Sorry Darling, Not Everyone Wants a Relationship With You

Sorry Darling, Not Everyone Wants a Relationship With You

No Comments

It’s a question that many fundraisers ask me about mid-value donors. And it’s one of the key things that came up at my webinar All About Mid-Value Donors yesterday:

How can I identify those donors ‘worth’ an extra investment in time and money?

Go to any conference, read any fundraising blog and you will likely be told how important it is to ‘build relationships’ with your donors. Maybe it is couched as ‘engagement’.

You may see headlines like ‘Research shows that donors are more likely to donate if they are engaged’.

We believe this. After all it makes sense, doesn’t it? More engaged donors will give more.

Of course, people who give more are more, ahem, engaged too.

Chicken or egg?

At the same time we read about rising costs of acquisition and development, and are constantly reminded about this by our own budgets and results.

So, on one hand we need to build relationships –- which costs money –- and on the other hand keep costs down.

What to do? Luckily, you don’t need to invest lots into everyone.

You see, most donors don’t want relationships with you. They gave because they liked the pack/person who signed them up on the street/advert online/Facebook post/friend who did an event. The connection is slight. Casual. Hardly ‘engaged’.

If you have ever done any qualitative or quantitative donor research, you’ll find most of your donors don’t even know the name of your organisation. They often don’t know how much they gave. Or when. Or what for.

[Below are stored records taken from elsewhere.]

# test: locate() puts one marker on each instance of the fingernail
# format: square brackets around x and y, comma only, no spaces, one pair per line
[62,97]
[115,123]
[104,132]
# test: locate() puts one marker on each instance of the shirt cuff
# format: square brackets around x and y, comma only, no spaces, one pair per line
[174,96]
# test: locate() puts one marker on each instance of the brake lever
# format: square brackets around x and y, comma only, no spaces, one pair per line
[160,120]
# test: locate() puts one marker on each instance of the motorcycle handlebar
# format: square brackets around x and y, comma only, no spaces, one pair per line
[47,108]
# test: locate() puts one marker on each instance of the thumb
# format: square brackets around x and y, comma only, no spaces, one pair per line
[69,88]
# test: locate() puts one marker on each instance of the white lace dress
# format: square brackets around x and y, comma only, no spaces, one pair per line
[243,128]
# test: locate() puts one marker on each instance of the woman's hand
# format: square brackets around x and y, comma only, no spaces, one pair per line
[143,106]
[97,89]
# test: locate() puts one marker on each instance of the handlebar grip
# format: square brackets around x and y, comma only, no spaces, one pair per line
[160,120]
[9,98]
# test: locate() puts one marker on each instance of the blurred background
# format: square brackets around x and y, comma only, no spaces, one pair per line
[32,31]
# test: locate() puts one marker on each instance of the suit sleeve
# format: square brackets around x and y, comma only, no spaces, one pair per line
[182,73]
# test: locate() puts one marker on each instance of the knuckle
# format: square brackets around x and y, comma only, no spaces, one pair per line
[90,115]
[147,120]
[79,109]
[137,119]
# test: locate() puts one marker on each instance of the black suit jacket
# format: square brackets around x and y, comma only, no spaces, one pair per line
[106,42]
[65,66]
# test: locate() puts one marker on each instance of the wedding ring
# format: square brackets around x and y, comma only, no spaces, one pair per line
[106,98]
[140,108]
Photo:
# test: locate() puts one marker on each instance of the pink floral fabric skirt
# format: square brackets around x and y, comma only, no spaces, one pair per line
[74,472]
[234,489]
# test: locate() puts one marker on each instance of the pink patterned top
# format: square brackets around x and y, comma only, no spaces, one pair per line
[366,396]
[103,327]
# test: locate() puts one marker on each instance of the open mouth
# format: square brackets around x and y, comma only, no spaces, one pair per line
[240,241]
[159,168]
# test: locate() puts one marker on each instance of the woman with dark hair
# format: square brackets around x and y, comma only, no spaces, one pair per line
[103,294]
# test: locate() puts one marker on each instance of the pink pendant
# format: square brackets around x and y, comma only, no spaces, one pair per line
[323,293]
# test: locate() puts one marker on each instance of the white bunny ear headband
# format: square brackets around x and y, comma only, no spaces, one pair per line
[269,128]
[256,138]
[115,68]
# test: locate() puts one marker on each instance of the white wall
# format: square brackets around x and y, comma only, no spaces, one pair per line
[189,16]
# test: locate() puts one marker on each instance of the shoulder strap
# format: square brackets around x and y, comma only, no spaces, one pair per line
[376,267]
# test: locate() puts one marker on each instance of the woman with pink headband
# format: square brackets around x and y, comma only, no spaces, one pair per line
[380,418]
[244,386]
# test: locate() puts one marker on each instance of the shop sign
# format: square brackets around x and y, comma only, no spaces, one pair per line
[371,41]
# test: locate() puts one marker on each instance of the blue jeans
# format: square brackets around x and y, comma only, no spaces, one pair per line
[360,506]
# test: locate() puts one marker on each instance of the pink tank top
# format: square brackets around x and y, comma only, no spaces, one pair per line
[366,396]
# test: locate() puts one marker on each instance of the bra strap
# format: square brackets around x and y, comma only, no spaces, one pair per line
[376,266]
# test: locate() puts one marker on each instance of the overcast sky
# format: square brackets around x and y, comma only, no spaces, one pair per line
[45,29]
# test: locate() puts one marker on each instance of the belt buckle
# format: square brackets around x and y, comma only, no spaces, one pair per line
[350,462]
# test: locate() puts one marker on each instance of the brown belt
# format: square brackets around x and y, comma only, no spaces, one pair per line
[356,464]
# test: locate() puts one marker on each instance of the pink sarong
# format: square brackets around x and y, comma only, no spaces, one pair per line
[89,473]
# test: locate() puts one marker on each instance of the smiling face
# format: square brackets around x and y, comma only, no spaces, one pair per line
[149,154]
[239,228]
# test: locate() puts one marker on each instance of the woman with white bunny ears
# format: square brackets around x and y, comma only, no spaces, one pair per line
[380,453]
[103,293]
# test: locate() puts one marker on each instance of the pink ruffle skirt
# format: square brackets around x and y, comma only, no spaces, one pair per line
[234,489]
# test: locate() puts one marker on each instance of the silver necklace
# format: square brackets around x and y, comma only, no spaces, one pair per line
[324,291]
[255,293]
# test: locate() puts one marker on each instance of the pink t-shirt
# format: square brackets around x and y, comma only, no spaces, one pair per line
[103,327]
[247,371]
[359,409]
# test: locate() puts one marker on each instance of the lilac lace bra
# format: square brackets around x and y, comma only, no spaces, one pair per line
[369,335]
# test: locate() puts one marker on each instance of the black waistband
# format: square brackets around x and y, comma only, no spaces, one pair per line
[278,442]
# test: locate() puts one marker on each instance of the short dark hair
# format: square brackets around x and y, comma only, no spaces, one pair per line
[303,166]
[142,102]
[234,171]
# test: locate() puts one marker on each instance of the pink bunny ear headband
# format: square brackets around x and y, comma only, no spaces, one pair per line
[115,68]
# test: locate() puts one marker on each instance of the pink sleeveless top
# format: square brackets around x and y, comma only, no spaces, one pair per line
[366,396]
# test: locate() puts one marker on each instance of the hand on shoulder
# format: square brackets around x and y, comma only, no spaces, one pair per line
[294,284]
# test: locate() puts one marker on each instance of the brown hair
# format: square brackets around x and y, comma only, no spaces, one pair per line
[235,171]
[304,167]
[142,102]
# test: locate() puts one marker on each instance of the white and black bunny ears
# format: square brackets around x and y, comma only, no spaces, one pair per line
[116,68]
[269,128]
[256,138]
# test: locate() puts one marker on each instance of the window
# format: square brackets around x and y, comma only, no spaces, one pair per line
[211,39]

Also, about 80% of your future income is going to come from just 20% of your supporters. And, interestingly, about half of all your future income is going to come from a tiny number of donors – perhaps as low as 5% of them!

Combining these facts, you can quickly begin to prioritise those donors ‘worth’ an extra investment in time and money.

There are some nearly free ways we can improve how we communicate with all donors.

These boil down to:

  • Donor-centric language. Thank them, not you. Praise them, not you. Demonstrate outcomes from a recipient’s point of view, not yours. Make all your communications about them. Not you.
  • Personalising letters and response coupons in mail. Modern technology allows for personalised ask amounts in letter copy very easily.
  • Using the phone to thank and to ask for monthly giving.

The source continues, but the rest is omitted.